There’s a fundamental trade-off between visual diversity and learning performance:

  • Shared Policy wins on performance: The “many eyes” benefit comes from diverse exploration during learning (finding the goal faster). But once Q-values converge, all scouts should follow the same optimal policy.

  • Diverse Paths sacrifices performance for visuals: Scout-specific directional biases (Scout 1 prefers right, Scout 2 prefers down) create visually interesting heatmaps but suboptimal behavior.

  • High Exploration never converges: Fixed 50% random actions means scouts never fully exploit the learned policy.

Key insight: For best learning, use Shared Policy. Use other modes to visualize how different exploration strategies affect the learning process, but expect higher average steps.

Learning Phases

Phase Episodes Avg Steps Behavior
Random 1-5 ~70 All scouts exploring randomly
Early Learning 5-15 40-60 Policy starts forming
Convergence 15-30 15-25 Clear optimal path emerges
Stable 30+ 12-18 Near-optimal with random scout noise

Why “Average Steps to Goal”?

Success rate is coarse-grained—with 5 scouts, only 6 values are possible (0%, 20%, 40%, 60%, 80%, 100%). After ~10 episodes, all scouts typically reach the goal. Average steps shows continued policy refinement, dropping from ~70 (random) to ~8 (optimal).

Running the Visualization

./scripts/serve.sh   # Open http://localhost:3200
  • Yew/WASM frontend with FastAPI backend
  • Speed control from 1x to 100x
  • Replay mode to step through recorded training

What’s Next

Potential future directions:

Direction Why It Matters
Larger environments Test scaling to 15x15, 25x25 grids
Scout communication Real-time sharing vs passive pooling
Adaptive intrinsic rewards Learn the reward function (closer to full IRPO)
Multi-goal environments Multiple sparse rewards to discover

Key Takeaways

  1. Intrinsic rewards drive exploration.

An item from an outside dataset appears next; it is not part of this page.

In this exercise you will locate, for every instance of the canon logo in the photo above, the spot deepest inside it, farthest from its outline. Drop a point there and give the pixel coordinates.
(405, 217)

CuriousScout and OptimisticScout implement different philosophies: novelty bonuses vs optimistic initialization.

  2. Strategy quality > diversity in simple environments. Five good scouts beat five diverse but weaker scouts.

  3. Diversity during learning, convergence after. The “many eyes” benefit comes from diverse exploration during learning. Once Q-values converge, all scouts should follow the same optimal policy.

  4. Shared Q-table enables collective learning. All scouts contribute to one Q-table—more explorers means faster convergence.

  5. Visual diversity costs performance. Modes like “Diverse Paths” create interesting heatmaps but suboptimal behavior. Use “Shared Policy” for best learning results.

References

Concept Paper
IRPO Intrinsic Reward Policy Optimization (Cho & Tran 2026)
Reagent Reasoning Reward Models for Agents (Fan et al. 2026)
ICM Curiosity-driven Exploration (Pathak et al. 2017)

Diverse exploration, convergent execution. Many eyes see more, but the best path is the one they all agree on.